When my sister died suddenly a few years back, we all descended on the bank one grey April morning—me, my other mostly estranged sister, my parents, my dead sister’s daughter, and also a lawyer, just to keep us honest. Tracy had a safety deposit box in the floodlit, camera-rich basement and after a lot of key jangling, and huffing and puffing from an embarrassed bank employee, we found ourselves alone with that smudged steel tray, that shallow box of her most important bits.

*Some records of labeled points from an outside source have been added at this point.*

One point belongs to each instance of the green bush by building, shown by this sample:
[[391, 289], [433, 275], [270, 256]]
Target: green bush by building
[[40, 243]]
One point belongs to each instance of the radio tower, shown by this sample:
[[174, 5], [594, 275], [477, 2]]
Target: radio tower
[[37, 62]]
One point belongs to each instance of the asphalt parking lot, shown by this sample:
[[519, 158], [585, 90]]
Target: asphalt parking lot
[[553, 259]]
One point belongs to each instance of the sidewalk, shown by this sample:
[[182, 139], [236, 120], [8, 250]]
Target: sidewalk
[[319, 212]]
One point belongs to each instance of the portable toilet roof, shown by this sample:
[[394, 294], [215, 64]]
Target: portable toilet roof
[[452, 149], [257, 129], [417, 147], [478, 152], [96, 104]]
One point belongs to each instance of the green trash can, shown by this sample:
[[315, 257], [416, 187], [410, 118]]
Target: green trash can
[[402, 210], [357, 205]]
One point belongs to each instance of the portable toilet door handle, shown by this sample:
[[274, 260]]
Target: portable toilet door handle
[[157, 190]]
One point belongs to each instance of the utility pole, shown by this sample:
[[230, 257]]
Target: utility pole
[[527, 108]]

There was a ring from my grandmother that I’d forgotten about, with an emerald the size of a tic-tac set into its dull lacy band, a letter from a pilot she was seeing for a while when she worked check-in at the local airport, a lock of someone’s hair, probably her daughter’s, an expired health card with a pretty goofy picture of her, two hundred bucks, a few photos of all of us on a verdant lawn somewhere, looking younger and a bit more vital. And beneath that depressingly simple collection, beneath the plainly insignificant markers of a life that ended earlier than it should, was a coupon from a real estate company. It entitled the bearer to a free home evaluation, with “no obligation”. A gold “seal” the size of a loonie was printed at its heart, and some frilly golden doodles marked the edge of the certificate. “If you don’t need this at the present time,” it said along the bottom border, “just file it away with your valuables. There is no expiry date on this special offer.” And that’s what Tracy had done. It fit into the safety deposit box bottom as perfectly as would have into its own envelope. I could have wept.

*

Actually the trip to the bank is an invention, a trick that gave me a bit of distance from the reality of that night. A way of making it possible to write. But my sister’s gone, sure enough, and what she left behind was absolutely ordinary. I don’t think I kept anything. But I did see one of those damned coupons at her apartment during the clean-up, and it did annoy me.

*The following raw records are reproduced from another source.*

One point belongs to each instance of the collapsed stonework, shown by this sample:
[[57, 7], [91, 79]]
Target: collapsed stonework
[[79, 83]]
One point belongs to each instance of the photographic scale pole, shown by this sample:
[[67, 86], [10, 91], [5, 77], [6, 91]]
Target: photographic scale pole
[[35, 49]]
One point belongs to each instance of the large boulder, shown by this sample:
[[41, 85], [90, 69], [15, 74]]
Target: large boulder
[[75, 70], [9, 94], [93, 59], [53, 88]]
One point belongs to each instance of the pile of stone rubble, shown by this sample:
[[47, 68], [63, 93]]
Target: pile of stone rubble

I have no idea whether she ascribed any value to it. She was a lot smarter than that, but she was also short on energy at the end, and you need plenty of that, I reckon, to sort through the offers and entreaties that come at us in the course of a normal week, and from there decide what’s true and what’s not. The world—at least this part of it—has evolved to a state where a good part of a waking life has to be spent fighting off the sharks and the salesmen, pushing away the empty promises printed on shiny paper that flutters through the mail slot as lightly as a butterfly.

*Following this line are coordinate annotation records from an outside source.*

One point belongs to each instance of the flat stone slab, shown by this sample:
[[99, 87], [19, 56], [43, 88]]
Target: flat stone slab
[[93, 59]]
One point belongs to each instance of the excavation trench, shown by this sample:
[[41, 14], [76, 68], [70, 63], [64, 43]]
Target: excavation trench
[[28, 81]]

A similar coupon was delivered to my house this week. This one, from another real estate brokerage, promised to give me “a good idea” of the market value of my home. This was, I was told, “a special free offer.” And again, it ticked me off.

Because here’s what’s really going on (and you probably know this already):

That coupon/voucher/certificate is just a ploy to get into your house, to forge a connection with you, to have you feel obscurely obligated to whichever agent it is that ordered that a couple of trees be cut down for the printing press. It’s a bald attempt to get leads, and to convert those leads into clients.

Now don’t get me wrong. All of us realtors think about how we might get new clients. The kids go hungry if we don’t plan ahead, and try to build the business. But making you feel that you’re getting something precious, that you’re getting something valuable for free if you pick up the phone and call one of these people, is just objectionable to me. Absolutely any realtor will be more than happy to price your house for you. To suggest otherwise (because surely that’s the only way the offer would have any “value”) doesn’t sit well with me. That’s not the sort of person I want in my house. And that’s not the sort of person I want talking up my sister. Life’s too short.